Meanwhile, the image of Kemmerich shaking hands with Björn Höcke, an AfD member of the Thuringian parliament known for making controversial statements about the Holocaust, caused similar outrage on the Left and was on the front pages of most German newspapers the next day. Even though it is convention for all members of parliament to shake hands with the new president, it was seen as proof of a conspiracy between the two.
The incident went international when Guy Verhofstadt, who is a member of the Alliance of Liberals and Democrats for Europe group which the FDP also belong to, tweeted about it. He compared the photograph of Kemmerich shaking hands with Höcke to a historical photograph of Hitler shaking hands with the German President Hindenburg. This has set the tone for the debate, with many in the German media explicitly citing the example of the Weimar Republic and suggesting that this is the first step on the road back to Naziism, despite the fact that it is Kemmerich who has received threats and had his house vandalised.
Even though Kemmerich denied any alliance between the FDP and AfD and called it a ‘perfidious trick to harm democracy’ on the part of the latter, the charge has stuck.
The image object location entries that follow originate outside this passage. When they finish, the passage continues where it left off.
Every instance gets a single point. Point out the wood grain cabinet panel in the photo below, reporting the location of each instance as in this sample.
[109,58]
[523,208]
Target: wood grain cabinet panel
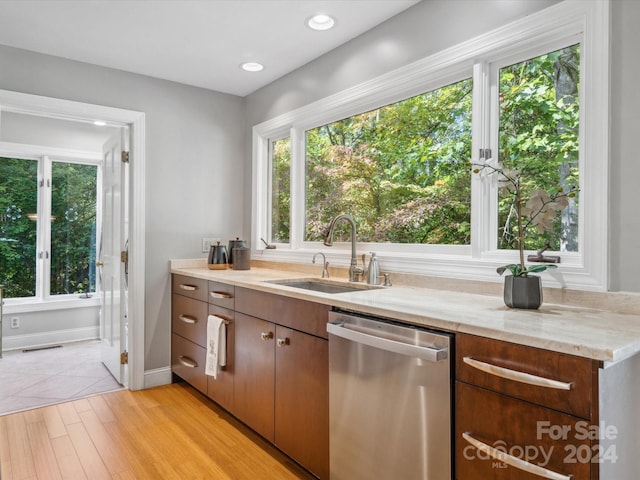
[254,386]
[189,318]
[528,432]
[298,314]
[190,287]
[302,399]
[220,389]
[188,362]
[221,294]
[562,370]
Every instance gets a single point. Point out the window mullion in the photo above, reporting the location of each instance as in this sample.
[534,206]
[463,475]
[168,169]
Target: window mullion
[483,196]
[297,187]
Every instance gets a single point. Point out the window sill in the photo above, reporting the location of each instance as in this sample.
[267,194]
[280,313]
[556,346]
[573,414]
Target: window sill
[12,306]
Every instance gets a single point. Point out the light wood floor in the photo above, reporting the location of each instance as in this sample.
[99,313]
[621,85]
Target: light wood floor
[169,432]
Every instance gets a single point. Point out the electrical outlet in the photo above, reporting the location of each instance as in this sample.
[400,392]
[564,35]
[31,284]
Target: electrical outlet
[207,242]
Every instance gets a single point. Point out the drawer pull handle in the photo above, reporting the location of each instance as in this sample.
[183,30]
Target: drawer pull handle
[515,462]
[220,295]
[187,362]
[516,376]
[188,319]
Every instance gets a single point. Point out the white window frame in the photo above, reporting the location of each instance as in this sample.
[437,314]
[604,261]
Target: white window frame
[565,23]
[45,156]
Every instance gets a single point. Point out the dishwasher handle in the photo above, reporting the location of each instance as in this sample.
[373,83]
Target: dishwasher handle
[425,353]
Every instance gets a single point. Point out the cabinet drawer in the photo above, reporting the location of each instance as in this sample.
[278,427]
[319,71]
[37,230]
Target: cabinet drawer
[525,431]
[188,362]
[190,287]
[189,318]
[290,312]
[221,294]
[556,380]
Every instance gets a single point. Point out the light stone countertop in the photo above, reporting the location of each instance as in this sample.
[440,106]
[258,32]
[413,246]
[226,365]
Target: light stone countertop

A letter from the AfD to Kemmerich last November, offering to support him or go into government with him, has circulated on social media. There’s no proof that Kemmerich or the FDP agreed to the letter but Christian Lindner, leader of the FDP, has had to announce that he will hold a special assembly at which he will ask for a vote of confidence in himself to quell the anger in his own party over the issue.
The election has struck at one of Germany’s strongest taboos, that of not allowing the most Right-wing parties any role in government. Even though there is no proof of an alliance, the fact that the AfD was able to influence the election has appalled the German political class. The shock is even greater because this is the first time it has happened. The AfD however can point to the hypocrisy of the German political class, who are happy to ally with the most Left-wing parties, like Die Linke. This is despite Die Linke being a direct successor to the party which ruled communist East Germany as an effective dictatorship.
Chancellor Merkel has responded to the crisis by describing it as a ‘bad day for democracy’ and calling for the election to be rerun. Her response embodies the problem of German democracy today: the German political class is so afraid of a return of Nazism that they seem ready to overturn democracy itself by refusing to accept results they don’t like. Chancellor Merkel has been in power for nearly 15 years, with everyone in Germany aware that she can hold on for only so much longer without a concrete direction for her party. Amongst the threats facing German politicians, from a looming recession to the failure of the all-important car industry to adapt to electric cars, comes a new one – that in trying to preserve the hard-won post-war democracy they might destroy it.